Search code examples
parsingrustpegpest

Using Pest.rs, how can I specify that comments are to be anchored and whole line?


Exim uses a really awkward comment syntax,

Blank lines in the file, and lines starting with a # character (ignoring leading white space) are treated as comments and are ignored. Note: A # character other than at the beginning of a line is not treated specially, and does not introduce a comment.

This means that,

# This is is a comment
This has no comments # at all

Is there a way to mirror this with Pest.rs? I've tried this,

COMMENT    = { "#" ~ (!NEWLINE ~ ANY)* ~ NEWLINE }
WHITESPACE = _{ " " }
main       = { SOI ~ ASCII_ALPHA* ~ EOI }

But, this will match on

MyText # Exim test this is not a comment 

How can I anchor the comment to the left?


Solution

  • This isn't possible with the default COMMENT expansion because it's expanded to all instances of rule-concatenation with ~ except for the atomics.. The following two lines are the same,

    a = { b ~ c }
    a = { b ~ WHITESPACE* ~ (COMMENT ~ WHITESPACE*)* ~ c }
    

    This essentially means that if you were to use the ~ and COMMENT you'd have to restrict your rules to atomic rules with @ and $

    Instead of this, for a line-based grammar, I ended up refining this and not using the COMMENT macro.

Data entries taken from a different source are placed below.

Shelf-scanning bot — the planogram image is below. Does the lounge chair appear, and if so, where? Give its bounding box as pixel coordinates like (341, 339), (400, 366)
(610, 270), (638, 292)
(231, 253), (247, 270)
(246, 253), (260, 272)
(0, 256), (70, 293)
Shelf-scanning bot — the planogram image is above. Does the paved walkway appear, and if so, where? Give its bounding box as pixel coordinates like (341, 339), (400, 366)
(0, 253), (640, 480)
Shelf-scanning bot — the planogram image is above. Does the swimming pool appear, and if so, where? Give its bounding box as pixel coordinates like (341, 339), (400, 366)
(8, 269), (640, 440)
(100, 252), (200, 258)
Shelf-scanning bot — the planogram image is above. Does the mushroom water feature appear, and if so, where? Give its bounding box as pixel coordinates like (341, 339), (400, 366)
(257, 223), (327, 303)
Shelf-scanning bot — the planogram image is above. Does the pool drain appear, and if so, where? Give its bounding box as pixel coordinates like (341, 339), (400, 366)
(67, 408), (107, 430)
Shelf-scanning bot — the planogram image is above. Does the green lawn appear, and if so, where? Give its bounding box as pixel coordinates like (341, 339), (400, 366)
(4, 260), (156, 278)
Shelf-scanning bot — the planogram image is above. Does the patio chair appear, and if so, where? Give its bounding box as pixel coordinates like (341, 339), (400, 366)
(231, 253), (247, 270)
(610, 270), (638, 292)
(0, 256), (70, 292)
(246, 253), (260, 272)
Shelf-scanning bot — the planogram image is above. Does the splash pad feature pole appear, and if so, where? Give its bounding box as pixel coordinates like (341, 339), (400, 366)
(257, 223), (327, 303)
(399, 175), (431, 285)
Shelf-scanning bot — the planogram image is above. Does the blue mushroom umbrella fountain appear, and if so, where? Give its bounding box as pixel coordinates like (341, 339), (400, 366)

Instead defining my own macro, _COMMENT to avoid the normal expansion into non-atomic tokens,

    WHITESPACE = _{ " " }
    _COMMENT   = { "#" ~ (!NEWLINE ~ ANY)* ~ NEWLINE }
    expr       = { ASCII_ALPHA+ }
    stmt       = { expr ~ NEWLINE }
    conf       = { SOI ~ (stmt | _COMMENT | NEWLINE)+ ~ EOI }
    

    Notice here both stmt and _COMMENT are NEWLINE terminated, and the conf includes 1 or more of them.